Molecular Phylogenetics and Evolution. Roč. 129, DEC 01 (2018), s. 349-353. ISSN 1055-7903. E-ISSN 1095-9513
Institutional support: RVO:60077344
Keywords : egg attachment * opiliones * harvestman
OECD category: Zoology
Impact factor: 3.992, year: 2018
Method of publishing: Limited access
https://www.sciencedirect.com/science/article/pii/S1055790316304018?via%3Dihub
In our recent publication (Sharma et al., 2017), we tested the hypothesis that eggs attached to the legs of male Podoctidae (Opiliones, Laniatores) constituted a case of paternal care, using molecular sequence data in tandem with multiple sequence alignments to test the prediction that sequences of the eggs and the adults that carried them would indicate conspecific identity. We discovered that the sequences of the eggs belonged to spiders, and thus rejected the paternal care hypothesis for these species.

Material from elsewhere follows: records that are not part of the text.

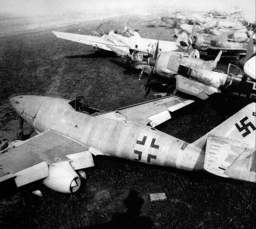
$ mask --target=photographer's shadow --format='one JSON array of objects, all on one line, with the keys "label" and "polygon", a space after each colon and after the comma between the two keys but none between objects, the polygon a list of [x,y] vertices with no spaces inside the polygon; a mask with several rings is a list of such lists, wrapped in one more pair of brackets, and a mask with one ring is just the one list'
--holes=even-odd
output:
[{"label": "photographer's shadow", "polygon": [[124,201],[124,205],[127,209],[126,213],[114,213],[110,222],[110,228],[151,228],[153,226],[151,219],[146,216],[140,216],[140,211],[144,200],[139,193],[132,189],[128,196]]}]

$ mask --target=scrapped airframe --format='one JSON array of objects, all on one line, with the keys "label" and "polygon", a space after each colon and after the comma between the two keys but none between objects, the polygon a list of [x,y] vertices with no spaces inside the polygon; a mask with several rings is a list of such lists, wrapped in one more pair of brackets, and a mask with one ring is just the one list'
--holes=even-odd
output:
[{"label": "scrapped airframe", "polygon": [[[154,55],[158,40],[142,38],[130,28],[126,26],[124,30],[115,30],[108,35],[102,36],[71,34],[52,31],[57,38],[91,45],[99,49],[113,52],[118,56],[124,56],[138,52],[145,55]],[[175,42],[159,40],[159,48],[162,51],[176,50]]]}]

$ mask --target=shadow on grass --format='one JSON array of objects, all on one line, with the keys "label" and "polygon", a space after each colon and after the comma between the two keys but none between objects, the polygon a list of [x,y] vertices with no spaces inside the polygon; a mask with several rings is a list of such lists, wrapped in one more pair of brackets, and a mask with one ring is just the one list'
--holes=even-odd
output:
[{"label": "shadow on grass", "polygon": [[[93,51],[92,51],[93,52]],[[82,55],[74,55],[72,56],[66,56],[65,57],[67,59],[70,58],[100,58],[102,57],[113,57],[115,54],[112,52],[106,50],[96,51],[90,54]]]},{"label": "shadow on grass", "polygon": [[124,200],[126,212],[115,212],[112,219],[106,224],[86,228],[151,228],[153,221],[148,216],[140,215],[144,199],[136,191],[132,189]]}]

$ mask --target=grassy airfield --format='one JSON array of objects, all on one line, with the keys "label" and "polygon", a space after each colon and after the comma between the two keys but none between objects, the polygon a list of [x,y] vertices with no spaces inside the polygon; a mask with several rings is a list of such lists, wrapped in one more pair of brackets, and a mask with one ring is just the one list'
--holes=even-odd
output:
[{"label": "grassy airfield", "polygon": [[[91,47],[57,38],[51,32],[88,34],[105,21],[102,28],[106,31],[122,29],[126,23],[138,30],[142,37],[175,40],[172,29],[146,28],[148,20],[123,16],[62,27],[52,25],[43,30],[22,30],[13,35],[2,34],[0,138],[15,139],[18,131],[16,114],[8,104],[13,96],[71,99],[81,95],[91,106],[108,111],[155,98],[151,92],[144,99],[146,79],[138,81],[138,73],[122,66],[119,58],[94,54]],[[222,62],[218,68],[226,71],[227,65]],[[249,102],[234,96],[214,95],[179,111],[158,129],[191,143]],[[31,127],[25,127],[24,133],[29,134]],[[0,227],[116,226],[113,216],[125,212],[124,200],[133,189],[144,200],[142,220],[152,221],[154,228],[256,227],[254,184],[106,157],[94,157],[94,167],[86,170],[86,183],[73,194],[57,193],[40,182],[9,190],[9,195],[0,199]],[[37,189],[42,191],[42,197],[32,194]],[[150,193],[160,192],[165,192],[167,200],[150,202]],[[124,222],[119,223],[127,227]]]}]

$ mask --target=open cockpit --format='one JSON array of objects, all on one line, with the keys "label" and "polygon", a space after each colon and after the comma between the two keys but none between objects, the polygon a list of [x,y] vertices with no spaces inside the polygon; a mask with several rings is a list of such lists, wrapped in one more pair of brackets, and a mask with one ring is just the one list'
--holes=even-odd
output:
[{"label": "open cockpit", "polygon": [[89,106],[83,96],[77,96],[68,104],[76,111],[79,112],[94,116],[102,114],[102,111]]}]

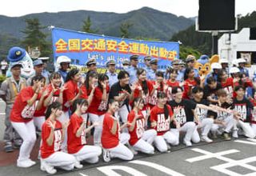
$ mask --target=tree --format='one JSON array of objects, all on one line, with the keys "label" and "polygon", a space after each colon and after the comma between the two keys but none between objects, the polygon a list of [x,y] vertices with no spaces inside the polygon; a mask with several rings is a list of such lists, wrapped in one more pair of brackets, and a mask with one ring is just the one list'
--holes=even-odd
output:
[{"label": "tree", "polygon": [[129,33],[129,29],[133,26],[133,24],[129,22],[122,22],[120,26],[120,33],[121,33],[121,37],[122,38],[128,38],[130,36],[130,33]]},{"label": "tree", "polygon": [[82,28],[82,31],[86,32],[86,33],[91,33],[95,34],[98,32],[98,30],[92,30],[91,29],[91,21],[90,16],[87,17],[87,19],[83,21],[83,26]]},{"label": "tree", "polygon": [[25,48],[39,47],[42,56],[51,54],[50,42],[46,41],[47,35],[42,31],[46,26],[42,26],[38,18],[26,18],[25,22],[26,27],[22,32],[26,34],[26,37],[22,41],[22,45]]}]

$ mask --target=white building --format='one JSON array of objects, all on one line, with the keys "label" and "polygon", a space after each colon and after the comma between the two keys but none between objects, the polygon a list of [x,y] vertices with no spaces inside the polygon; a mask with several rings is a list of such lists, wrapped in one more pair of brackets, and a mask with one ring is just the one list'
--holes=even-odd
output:
[{"label": "white building", "polygon": [[250,28],[243,28],[238,34],[224,34],[218,41],[218,50],[230,65],[234,59],[245,58],[252,76],[256,69],[256,40],[250,40]]}]

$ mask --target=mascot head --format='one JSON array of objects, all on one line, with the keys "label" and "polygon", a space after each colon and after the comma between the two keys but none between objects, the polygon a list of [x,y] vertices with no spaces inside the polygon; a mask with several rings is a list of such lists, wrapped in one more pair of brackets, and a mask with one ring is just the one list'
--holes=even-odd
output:
[{"label": "mascot head", "polygon": [[[9,50],[7,59],[10,62],[10,66],[17,62],[22,65],[22,77],[28,78],[33,75],[34,72],[33,61],[24,49],[17,46],[12,47]],[[10,68],[10,66],[9,68]],[[11,75],[10,69],[8,70],[6,75],[7,77]]]},{"label": "mascot head", "polygon": [[210,65],[214,62],[218,62],[219,56],[215,54],[210,58],[206,54],[200,56],[194,65],[194,68],[199,71],[199,75],[207,75],[210,72]]}]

Machado and Wolff (2017) recently critiqued our work, which they regarded as a non-critical interpretation and over-reliance on molecular sequence data, and defended the traditional argument that the eggs attached to podoctids are in fact harvestman eggs. Here we show that additional molecular sequence data also refute the identity of the eggs as conspecific harvestman eggs, using molecular cloning techniques to rule out contamination. We show that individual gene trees consistently and reliably place the egg and adult sequences in disparate parts of the tree topology. Phylogenetic methods consistently place all egg sequences within the order Araneae (spiders). We submit that evidence for the paternal care hypothesis based on behavioral, morphological, and natural history approaches is either absent or insufficient for concluding that the eggs of podoctids are conspecific.